Между прочим, мы узнали от Иванова, что ложная ночная тревога на самом деле была настоящей. Все дело заключалось в том, что доставившие нас в Чинчон грузовики, на которых предполагалось следовать дальше, остались без шоферов. Они спокойненько разошлись спать, и разыскать их не удалось точно так же, как вытащить из постелей тех, кого нашли. Из-за этого намеченную на сегодня операцию пришлось отложить на несколько суток, а, чтобы не обескураживать бойцов, командир бригады придумал версию об учебной тревоге.

Здесь же, в кабачке, Иванов предложил Володе Лившицу вступить в их пулеметный расчет:

— Хотелось бы, сам понимаешь, заполучить еще одного, такого, как мы с Трояном, да нетути. Что ж поделаешь, придется брать кого Бог пошлет, на безрыбье, как говорится, и рак рыба, на безптичье и задница — соловей. Мы и подумали: легче учить, чем переучивать, возьмем кого из своих. Хотели пригласить Алексея, Так он, видишь, в начальники вылез. Решили тебя позвать. Ты маленький, это удобно: всюду проползешь. Опять же по-немецки кумекаешь.

К моему изумлению, Лившиц не колеблясь согласился. Его перевод в пулеметную роту Иванов обещал «провернуть» в ближайшие дни.

Распростившись с Ивановым и Трояном, мы, пройдясь по одноэтажному грязному городку, к двенадцати возвратились в казарму и там узнали, что поступили благоразумно, напившись цикория с анисовой: кофе в роту до сей поры не привозили. Только в два часа выдали по кругу колбасы на отделение и буханке хлеба на человека с предупреждением, что хлеб — на весь день и что горячей пищи сегодня не будет, но вечером опять выдадут колбасы.

Подкрепившись, многие прилегли отдохнуть. Я настроился было на тот же лад, но Казимир и Гурский уговорили меня пойти с ними. Они завели меня довольно далеко от площади в кафе, набитое расположенными в этом квартале Чинчона французами и бельгийцами. Простояв с часок в очереди, мы дождались отдельного столика и просидели за ним до сумерек, попивая легкое вино и беседуя.

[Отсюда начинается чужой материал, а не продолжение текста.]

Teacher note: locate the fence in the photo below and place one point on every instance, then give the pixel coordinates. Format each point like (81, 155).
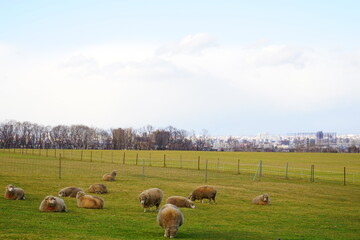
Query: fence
(65, 163)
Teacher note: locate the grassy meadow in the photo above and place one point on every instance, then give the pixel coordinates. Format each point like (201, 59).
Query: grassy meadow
(324, 209)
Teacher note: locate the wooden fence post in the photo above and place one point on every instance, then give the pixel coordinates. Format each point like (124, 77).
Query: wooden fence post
(60, 166)
(206, 166)
(198, 162)
(287, 170)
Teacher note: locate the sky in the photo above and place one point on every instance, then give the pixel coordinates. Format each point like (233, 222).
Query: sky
(234, 68)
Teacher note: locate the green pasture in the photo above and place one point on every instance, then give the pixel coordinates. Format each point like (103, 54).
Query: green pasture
(324, 209)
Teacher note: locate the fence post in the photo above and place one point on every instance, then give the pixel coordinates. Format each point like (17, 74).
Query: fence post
(206, 170)
(312, 176)
(60, 166)
(143, 170)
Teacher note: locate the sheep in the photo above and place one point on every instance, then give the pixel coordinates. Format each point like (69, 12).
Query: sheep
(151, 197)
(69, 192)
(14, 193)
(89, 201)
(180, 201)
(97, 188)
(170, 218)
(203, 192)
(110, 176)
(52, 204)
(263, 199)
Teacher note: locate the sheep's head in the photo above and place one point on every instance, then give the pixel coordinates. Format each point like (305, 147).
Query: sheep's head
(80, 194)
(266, 197)
(192, 197)
(50, 200)
(190, 204)
(10, 188)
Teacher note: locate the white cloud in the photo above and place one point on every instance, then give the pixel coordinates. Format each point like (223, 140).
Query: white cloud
(190, 85)
(191, 44)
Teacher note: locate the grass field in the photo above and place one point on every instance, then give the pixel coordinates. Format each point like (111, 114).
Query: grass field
(300, 209)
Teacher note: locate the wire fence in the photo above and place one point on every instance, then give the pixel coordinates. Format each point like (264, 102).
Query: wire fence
(59, 163)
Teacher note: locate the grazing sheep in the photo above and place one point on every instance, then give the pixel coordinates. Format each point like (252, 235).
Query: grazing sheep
(52, 204)
(14, 193)
(110, 176)
(151, 197)
(89, 201)
(69, 192)
(97, 188)
(180, 201)
(263, 199)
(202, 192)
(170, 218)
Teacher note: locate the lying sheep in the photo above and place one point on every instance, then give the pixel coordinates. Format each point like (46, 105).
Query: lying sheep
(151, 197)
(89, 201)
(14, 193)
(263, 199)
(180, 201)
(52, 204)
(170, 218)
(202, 192)
(110, 176)
(97, 188)
(69, 192)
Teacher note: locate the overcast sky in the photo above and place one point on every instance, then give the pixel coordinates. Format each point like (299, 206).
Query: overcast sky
(231, 67)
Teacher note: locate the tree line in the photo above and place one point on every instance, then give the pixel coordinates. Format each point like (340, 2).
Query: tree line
(14, 134)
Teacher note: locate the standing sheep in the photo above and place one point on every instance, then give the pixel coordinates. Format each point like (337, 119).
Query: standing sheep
(110, 176)
(69, 192)
(202, 192)
(97, 188)
(151, 197)
(263, 199)
(14, 193)
(180, 201)
(89, 201)
(170, 218)
(52, 204)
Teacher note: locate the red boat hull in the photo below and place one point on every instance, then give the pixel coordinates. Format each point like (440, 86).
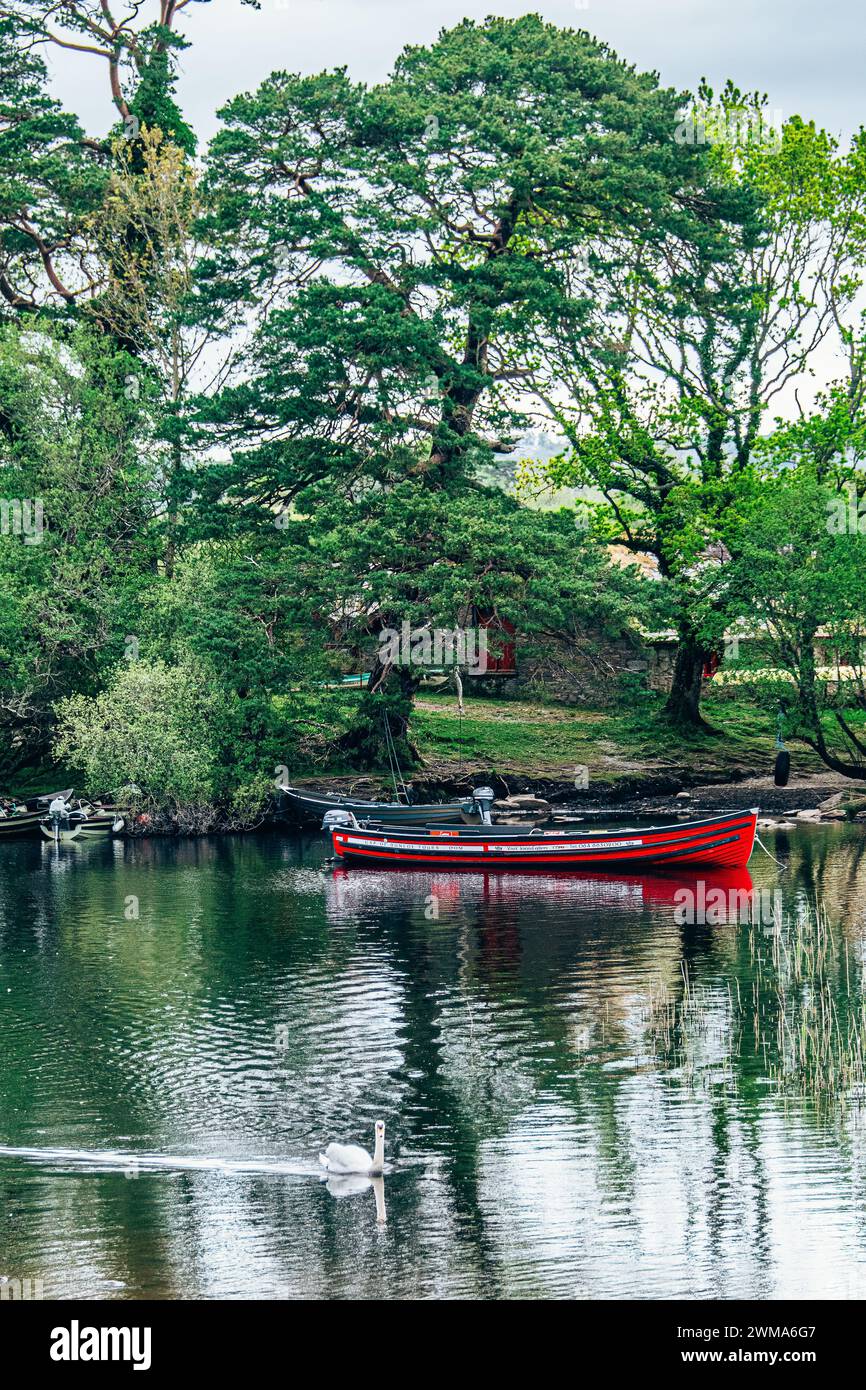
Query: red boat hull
(722, 841)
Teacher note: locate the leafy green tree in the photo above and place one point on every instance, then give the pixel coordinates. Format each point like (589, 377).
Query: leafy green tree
(692, 349)
(409, 243)
(77, 546)
(799, 573)
(52, 180)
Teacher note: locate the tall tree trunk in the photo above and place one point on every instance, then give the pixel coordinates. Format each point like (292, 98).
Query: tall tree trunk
(684, 701)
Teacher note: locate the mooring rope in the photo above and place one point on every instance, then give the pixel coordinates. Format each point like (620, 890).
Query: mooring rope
(759, 841)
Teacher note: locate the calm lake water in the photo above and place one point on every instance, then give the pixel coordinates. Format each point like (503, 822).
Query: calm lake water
(584, 1094)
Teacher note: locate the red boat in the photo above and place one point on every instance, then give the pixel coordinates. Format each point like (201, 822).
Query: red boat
(723, 841)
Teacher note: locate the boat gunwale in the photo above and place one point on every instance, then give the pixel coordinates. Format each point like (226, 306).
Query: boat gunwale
(516, 833)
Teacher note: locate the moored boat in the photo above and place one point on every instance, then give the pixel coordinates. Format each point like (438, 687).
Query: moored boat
(84, 822)
(313, 805)
(720, 841)
(22, 818)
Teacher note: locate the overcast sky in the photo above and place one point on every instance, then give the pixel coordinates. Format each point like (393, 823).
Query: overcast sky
(809, 57)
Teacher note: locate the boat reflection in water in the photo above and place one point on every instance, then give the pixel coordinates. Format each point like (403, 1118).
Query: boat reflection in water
(719, 897)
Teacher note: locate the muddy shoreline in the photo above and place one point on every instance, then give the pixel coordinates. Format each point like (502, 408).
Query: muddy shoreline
(645, 795)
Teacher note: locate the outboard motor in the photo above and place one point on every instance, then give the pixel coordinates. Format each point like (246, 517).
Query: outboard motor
(483, 799)
(59, 815)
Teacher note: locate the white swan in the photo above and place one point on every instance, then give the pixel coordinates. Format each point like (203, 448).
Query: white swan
(352, 1158)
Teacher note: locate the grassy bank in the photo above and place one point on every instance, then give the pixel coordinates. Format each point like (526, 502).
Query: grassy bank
(542, 745)
(616, 747)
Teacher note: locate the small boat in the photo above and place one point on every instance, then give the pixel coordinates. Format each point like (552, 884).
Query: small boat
(85, 822)
(22, 818)
(313, 805)
(722, 841)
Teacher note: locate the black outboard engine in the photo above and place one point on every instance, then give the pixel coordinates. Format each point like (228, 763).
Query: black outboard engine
(59, 816)
(483, 799)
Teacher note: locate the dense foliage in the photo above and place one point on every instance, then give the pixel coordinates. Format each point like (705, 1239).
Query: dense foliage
(252, 403)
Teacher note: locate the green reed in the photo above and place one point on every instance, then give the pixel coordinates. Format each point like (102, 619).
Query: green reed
(793, 1009)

Казимир был ничуть не словоохотливее Трояна, зато Гурский любил поговорить, или, лучше сказать, поспрашивать. Присмотревшись к нему, я определил, что ему, должно быть, под сорок. Как и Казимир, он работал в шахте, последний год они трудились вместе, так и подружились. Оба сочувствовали коммунистам, но Казимир следовал за партией молча, тогда как Гурского мучили всякие проклятые вопросы, с которыми он и приставал ко всем. «Как это понять, что испанские коммунисты решились вступить в многопартийное правительство Ларго Кабальеро?» — допрашивал он однажды Болека, а в другой раз прицепился ко мне: «Правду ли говорят, что отец Ленина был паном, а не пролетарием, зачем же тогда Ленину нужна была революция?» Подобных неразрешимых вопросов у Гурского был неисчерпаемый запас. Произносил он их на забавнейшей смеси польского с французским, для большей ясности вставляя еще то украинские, то русские слова, и до того привык задавать вопросы, что даже в конце утвердительных предложений ставил вопросительный знак.

Поужинав вместе со своим отделением колбасой с зачерствевшим хлебом, я укладывался спать, когда надо мной остановился Остапченко.

— Володю уже забрали в пулеметную роту. Просил тебе передать привет.

Мне стало грустно. Лившиц мне очень нравился: редко в ком встречается сочетание мягкого сердца с твердыми взглядами.

Рота засыпала в спокойной уверенности, что ночью ее не потревожат, иначе Владек не дал бы разрешения снять обувь. Воздух от этого не улучшился, но до чего же приятно было расшнуровать и сбросить грубые солдатские ботинки с усталых ног.

Засыпая, я слышал, как неподалеку кто-то негромко убеждал соседа, что можно скинуть и пояс с портупеей и подсумками: ну, какой сумасшедший рискнет затеять операцию в несчастный день, завтра же тринадцатое число.